How We Cut Data Deletion Time from Hours to Minutes in a High‑Volume OLTP System
Through a step‑by‑step case study of a high‑traffic OLTP system, this article explains how evolving deletion logic—from simple full‑table scans to indexed intermediate tables and parallel processing—reduced daily expired‑data cleanup from several hours to under an hour, while addressing ORA‑01555 and clustering‑factor issues.
Case Background
In a core OLTP transaction system with dozens of master‑detail tables, expired data must be cleaned daily before the 6 am peak. The original Java program performed serial deletions of each child table followed by the master table.
Problem Description
As business grew, the deletion window expanded from 30 minutes to 2‑10 hours. The bottleneck was a child table B with 50 million rows; about 7 million rows needed deletion each day. The initial design scanned the master table A to find IDs, then deleted matching rows in B, performing full‑table scans each run.

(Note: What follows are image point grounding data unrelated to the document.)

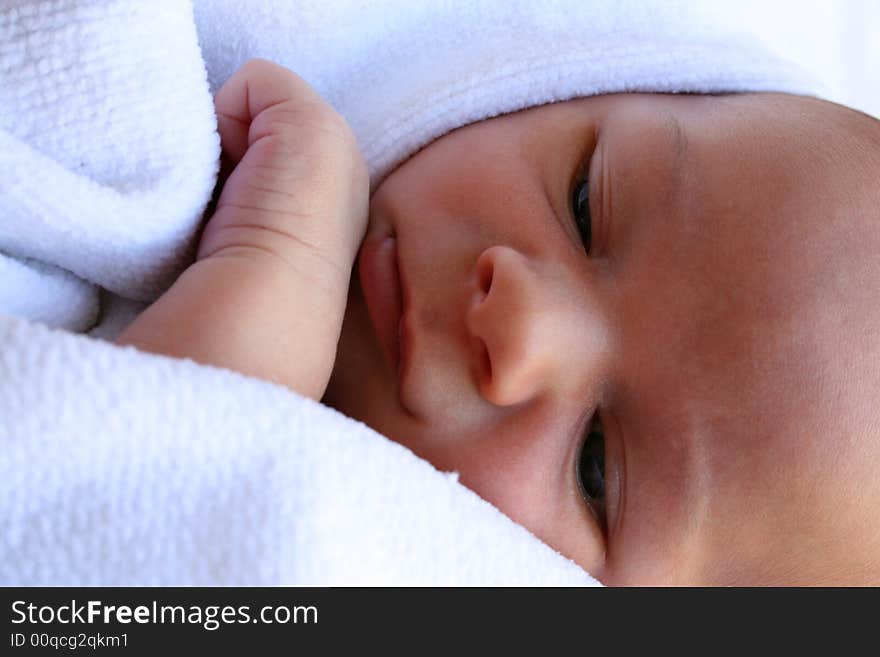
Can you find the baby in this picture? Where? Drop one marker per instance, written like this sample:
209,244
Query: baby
646,327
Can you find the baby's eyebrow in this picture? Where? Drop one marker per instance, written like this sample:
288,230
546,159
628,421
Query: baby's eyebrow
679,138
680,144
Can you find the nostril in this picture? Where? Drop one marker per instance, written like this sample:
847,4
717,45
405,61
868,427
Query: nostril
485,270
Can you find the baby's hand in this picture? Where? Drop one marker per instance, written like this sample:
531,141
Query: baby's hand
267,293
299,188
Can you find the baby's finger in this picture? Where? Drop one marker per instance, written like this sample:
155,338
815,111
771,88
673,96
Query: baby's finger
257,86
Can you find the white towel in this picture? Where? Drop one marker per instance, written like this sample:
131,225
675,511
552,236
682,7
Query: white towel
118,467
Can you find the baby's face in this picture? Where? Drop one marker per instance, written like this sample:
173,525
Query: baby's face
688,284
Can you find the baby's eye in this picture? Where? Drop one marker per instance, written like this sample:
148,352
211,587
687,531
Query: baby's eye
580,208
591,468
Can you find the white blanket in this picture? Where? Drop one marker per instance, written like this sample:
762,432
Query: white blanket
118,467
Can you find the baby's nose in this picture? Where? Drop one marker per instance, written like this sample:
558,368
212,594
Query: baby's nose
521,324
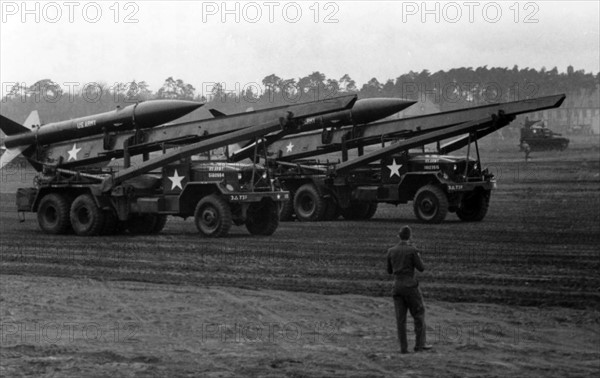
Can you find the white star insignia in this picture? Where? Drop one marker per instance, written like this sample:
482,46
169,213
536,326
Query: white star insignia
176,181
289,147
73,152
394,168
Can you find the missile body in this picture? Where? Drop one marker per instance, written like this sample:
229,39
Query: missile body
142,115
80,150
364,111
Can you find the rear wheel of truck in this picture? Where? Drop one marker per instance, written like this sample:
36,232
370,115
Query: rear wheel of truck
262,217
86,218
371,211
308,204
430,204
53,214
213,216
473,207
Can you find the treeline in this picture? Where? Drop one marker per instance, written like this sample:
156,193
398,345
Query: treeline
455,88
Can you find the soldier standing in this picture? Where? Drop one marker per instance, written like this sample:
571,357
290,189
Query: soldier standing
402,260
527,149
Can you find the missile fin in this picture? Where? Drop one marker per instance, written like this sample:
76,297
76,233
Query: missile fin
10,127
32,120
216,113
10,154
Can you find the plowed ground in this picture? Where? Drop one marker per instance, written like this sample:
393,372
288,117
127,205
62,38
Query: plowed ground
529,269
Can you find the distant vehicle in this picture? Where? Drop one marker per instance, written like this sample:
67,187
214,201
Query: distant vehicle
541,138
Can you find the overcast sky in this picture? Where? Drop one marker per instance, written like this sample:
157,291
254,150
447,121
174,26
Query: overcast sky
199,42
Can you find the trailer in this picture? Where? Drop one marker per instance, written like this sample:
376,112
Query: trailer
99,201
436,183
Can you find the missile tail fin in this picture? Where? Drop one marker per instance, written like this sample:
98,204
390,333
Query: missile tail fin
10,154
10,127
217,114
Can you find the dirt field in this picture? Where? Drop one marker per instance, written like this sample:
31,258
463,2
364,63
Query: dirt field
515,295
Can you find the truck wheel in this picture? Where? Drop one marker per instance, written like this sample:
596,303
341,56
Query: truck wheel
53,214
86,218
430,204
262,218
371,211
473,207
213,216
308,204
286,209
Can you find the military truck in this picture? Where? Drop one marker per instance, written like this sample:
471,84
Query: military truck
541,138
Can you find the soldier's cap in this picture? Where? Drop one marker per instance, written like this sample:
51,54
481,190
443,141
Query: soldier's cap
405,233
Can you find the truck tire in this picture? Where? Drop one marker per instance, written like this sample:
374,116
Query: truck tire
308,204
473,207
286,209
213,216
371,211
262,218
86,218
53,214
430,204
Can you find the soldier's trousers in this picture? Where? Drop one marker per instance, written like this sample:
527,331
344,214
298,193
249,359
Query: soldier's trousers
410,299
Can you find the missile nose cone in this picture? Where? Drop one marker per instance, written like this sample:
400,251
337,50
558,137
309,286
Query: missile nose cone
373,109
156,112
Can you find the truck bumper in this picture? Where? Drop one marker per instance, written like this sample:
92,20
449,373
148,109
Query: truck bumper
470,186
240,197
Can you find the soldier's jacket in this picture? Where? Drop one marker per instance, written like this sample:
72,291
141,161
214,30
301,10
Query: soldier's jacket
402,260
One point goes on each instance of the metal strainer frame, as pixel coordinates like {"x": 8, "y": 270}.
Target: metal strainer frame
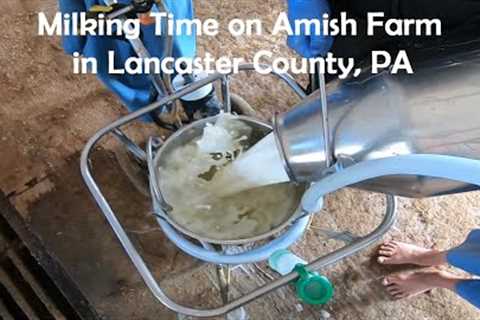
{"x": 137, "y": 260}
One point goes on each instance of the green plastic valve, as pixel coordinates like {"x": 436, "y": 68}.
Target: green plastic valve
{"x": 312, "y": 288}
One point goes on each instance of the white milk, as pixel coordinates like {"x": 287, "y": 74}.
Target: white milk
{"x": 261, "y": 165}
{"x": 219, "y": 199}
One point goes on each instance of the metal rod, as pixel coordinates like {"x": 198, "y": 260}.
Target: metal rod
{"x": 130, "y": 144}
{"x": 227, "y": 103}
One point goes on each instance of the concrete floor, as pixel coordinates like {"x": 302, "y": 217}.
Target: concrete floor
{"x": 46, "y": 116}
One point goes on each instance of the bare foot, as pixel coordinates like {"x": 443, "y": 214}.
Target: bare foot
{"x": 407, "y": 285}
{"x": 394, "y": 252}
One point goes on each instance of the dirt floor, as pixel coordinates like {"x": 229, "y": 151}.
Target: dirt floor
{"x": 46, "y": 116}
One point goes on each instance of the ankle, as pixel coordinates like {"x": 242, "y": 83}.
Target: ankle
{"x": 438, "y": 257}
{"x": 444, "y": 280}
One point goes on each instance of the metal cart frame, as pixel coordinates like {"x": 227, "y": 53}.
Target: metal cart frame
{"x": 114, "y": 128}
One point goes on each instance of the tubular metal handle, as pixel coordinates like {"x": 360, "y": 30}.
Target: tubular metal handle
{"x": 152, "y": 143}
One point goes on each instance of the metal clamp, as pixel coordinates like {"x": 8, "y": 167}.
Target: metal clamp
{"x": 137, "y": 259}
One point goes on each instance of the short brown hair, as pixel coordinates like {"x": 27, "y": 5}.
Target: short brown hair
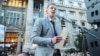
{"x": 51, "y": 4}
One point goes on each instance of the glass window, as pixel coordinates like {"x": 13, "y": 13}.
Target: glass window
{"x": 62, "y": 13}
{"x": 17, "y": 3}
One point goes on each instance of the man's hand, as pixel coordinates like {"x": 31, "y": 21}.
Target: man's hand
{"x": 56, "y": 39}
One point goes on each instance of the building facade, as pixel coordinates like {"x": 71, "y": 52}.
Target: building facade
{"x": 18, "y": 16}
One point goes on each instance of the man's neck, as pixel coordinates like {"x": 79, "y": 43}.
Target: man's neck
{"x": 52, "y": 18}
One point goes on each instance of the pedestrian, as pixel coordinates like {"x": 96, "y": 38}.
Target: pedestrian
{"x": 46, "y": 32}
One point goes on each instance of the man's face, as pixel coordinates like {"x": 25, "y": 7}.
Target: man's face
{"x": 51, "y": 10}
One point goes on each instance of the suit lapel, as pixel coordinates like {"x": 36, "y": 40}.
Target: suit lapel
{"x": 50, "y": 25}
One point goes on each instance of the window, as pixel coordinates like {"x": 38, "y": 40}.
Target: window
{"x": 72, "y": 14}
{"x": 14, "y": 18}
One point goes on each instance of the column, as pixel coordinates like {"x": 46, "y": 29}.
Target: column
{"x": 29, "y": 23}
{"x": 19, "y": 43}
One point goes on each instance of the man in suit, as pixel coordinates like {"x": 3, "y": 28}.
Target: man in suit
{"x": 46, "y": 32}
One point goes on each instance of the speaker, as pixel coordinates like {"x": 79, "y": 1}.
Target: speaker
{"x": 93, "y": 11}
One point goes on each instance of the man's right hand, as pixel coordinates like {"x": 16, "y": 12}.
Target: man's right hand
{"x": 56, "y": 39}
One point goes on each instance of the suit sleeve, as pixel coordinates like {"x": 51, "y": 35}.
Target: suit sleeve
{"x": 36, "y": 31}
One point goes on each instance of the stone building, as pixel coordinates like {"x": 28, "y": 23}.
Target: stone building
{"x": 18, "y": 16}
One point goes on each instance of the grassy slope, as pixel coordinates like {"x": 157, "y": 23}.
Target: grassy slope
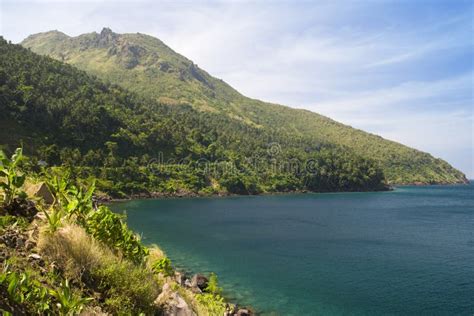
{"x": 146, "y": 65}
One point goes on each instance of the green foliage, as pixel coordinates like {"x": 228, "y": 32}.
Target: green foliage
{"x": 163, "y": 266}
{"x": 213, "y": 285}
{"x": 11, "y": 180}
{"x": 214, "y": 304}
{"x": 128, "y": 289}
{"x": 109, "y": 228}
{"x": 13, "y": 221}
{"x": 69, "y": 303}
{"x": 22, "y": 289}
{"x": 151, "y": 69}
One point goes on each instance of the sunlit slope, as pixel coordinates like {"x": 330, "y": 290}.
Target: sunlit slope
{"x": 145, "y": 65}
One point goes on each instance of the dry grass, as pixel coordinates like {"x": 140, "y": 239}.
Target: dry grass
{"x": 73, "y": 250}
{"x": 125, "y": 287}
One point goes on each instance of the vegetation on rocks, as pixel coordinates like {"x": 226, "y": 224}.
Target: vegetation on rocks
{"x": 136, "y": 146}
{"x": 146, "y": 66}
{"x": 73, "y": 257}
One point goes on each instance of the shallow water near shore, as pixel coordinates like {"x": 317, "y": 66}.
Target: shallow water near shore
{"x": 409, "y": 251}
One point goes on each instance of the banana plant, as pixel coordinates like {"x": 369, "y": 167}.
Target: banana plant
{"x": 11, "y": 180}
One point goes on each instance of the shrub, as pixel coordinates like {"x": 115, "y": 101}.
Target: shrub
{"x": 69, "y": 303}
{"x": 109, "y": 228}
{"x": 125, "y": 287}
{"x": 22, "y": 289}
{"x": 163, "y": 266}
{"x": 213, "y": 285}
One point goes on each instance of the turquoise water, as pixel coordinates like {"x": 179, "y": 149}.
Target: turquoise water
{"x": 410, "y": 251}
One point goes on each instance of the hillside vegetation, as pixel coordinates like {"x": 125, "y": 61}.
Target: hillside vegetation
{"x": 60, "y": 254}
{"x": 135, "y": 145}
{"x": 145, "y": 65}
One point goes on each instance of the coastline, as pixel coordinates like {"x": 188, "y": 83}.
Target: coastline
{"x": 104, "y": 198}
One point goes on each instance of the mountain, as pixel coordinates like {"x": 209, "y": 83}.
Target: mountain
{"x": 135, "y": 145}
{"x": 145, "y": 65}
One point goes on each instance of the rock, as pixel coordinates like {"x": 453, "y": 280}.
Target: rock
{"x": 173, "y": 304}
{"x": 199, "y": 281}
{"x": 243, "y": 312}
{"x": 21, "y": 207}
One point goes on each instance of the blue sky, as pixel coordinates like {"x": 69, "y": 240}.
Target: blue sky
{"x": 400, "y": 69}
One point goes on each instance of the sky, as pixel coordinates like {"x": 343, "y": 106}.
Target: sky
{"x": 399, "y": 69}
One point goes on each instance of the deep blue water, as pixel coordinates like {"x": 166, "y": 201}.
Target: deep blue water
{"x": 409, "y": 251}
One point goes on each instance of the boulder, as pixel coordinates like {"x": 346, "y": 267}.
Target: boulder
{"x": 173, "y": 304}
{"x": 243, "y": 312}
{"x": 199, "y": 281}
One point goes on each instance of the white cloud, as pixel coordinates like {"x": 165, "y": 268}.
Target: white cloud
{"x": 372, "y": 65}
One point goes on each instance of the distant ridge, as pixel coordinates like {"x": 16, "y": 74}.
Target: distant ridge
{"x": 145, "y": 65}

Deep Analysis and Evolution
Stage 1 – Early Business : Data volume was small; full scans of A were acceptable, and batch deletes were limited by ROWNUM to avoid large transactions.
Stage 2 – Growing Load : Introduced an intermediate table C to store IDs to delete, allowing parallel deletion of multiple child tables. This reduced the number of full scans on A but B still required full scans.
Stage 3 – Rapid Expansion : Added a PKID column to C and created an index, enabling index‑range scans and reducing execution cycles. However, long‑running queries triggered ORA‑01555 (undo‑segment overflow) because the queries held locks for too long.
Further testing showed that the effectiveness of the index depended on the clustering factor: when PKID ranges (e.g., 1 900 001‑1 920 001) aligned with ordered a_id values, index range scans were efficient; when ranges were unordered (e.g., 1‑10 001), the optimizer reverted to full scans.
Solution: construct C with
ORDER BY idso that inserts are sequential, keeping the index tightly correlated with physical row order and avoiding costly full scans.
Summary Review
Initially, any SQL that met functional requirements was acceptable, but full‑table scans soon became a performance risk. By moving to parallel execution, adding the PKID index, and ordering the intermediate table, the daily deletion window dropped from 2‑3 hours to about 50 minutes, cutting the overall maintenance window roughly in half.
Beyond these specific tweaks, other options such as partitioning, removing foreign‑key constraints for concurrent deletes, or using automated SQL audit tools (e.g., the in‑house "Sherlock" platform) can further mitigate hidden risks.